For 2., I don't know of any tool other than Weka to produce (sparse) ARFF files. Though, the Arff format is rather simple, so writing a custom CSV to Sparse ARFF converter in python is just a matter of a few dozens lines of code.
A small note: To me, the only use of ARFF is that, once loaded in Weka, it takes less memory space than the same data in a CSV format. (The CSV loader in Weka is /slightly/ inefficient). If you plan to work only on permissions, whose number is fairly small, you'll have small-enough datafiles that they'll fit into Weka's memory whatever the format.
Also, you'll have to define more precisely what you want as features. Just the request of a permission (i.e., a boolean) ? All permissions ("Official" ? or also specific?), etc
The structure for declaring permission in the AndroidManifest.xml file is shown here:
In this way, there are several strings that are used for declaring the permission us-age of the different Android applications, such as android.permission.CAMERA or android.permission.SENDSMS. I want to extract such permission.

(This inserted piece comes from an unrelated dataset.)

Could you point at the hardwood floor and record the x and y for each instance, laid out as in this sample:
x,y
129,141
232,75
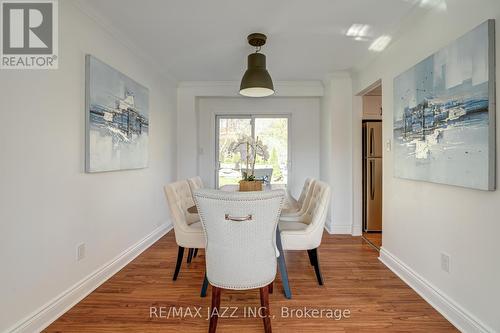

Should it be extracted as boolean or in original form? I finally want to convert those permission into ARFF file so that it can be used in classification by Weka.
Please suggest me that how i will extract permission through Androguard and how those permission can be provided to my python script as input? Then hopefully using python i will be able to convert them into ARFF.
i want to classify any apk based on permission(request of a permission) features using weka.So arff file has to be created..Can you suggest me the steps?
i understand at first i need to extracted permission from individual manifest.xml using Androguard.How can i combines permissions of multiple apk to a single arff file?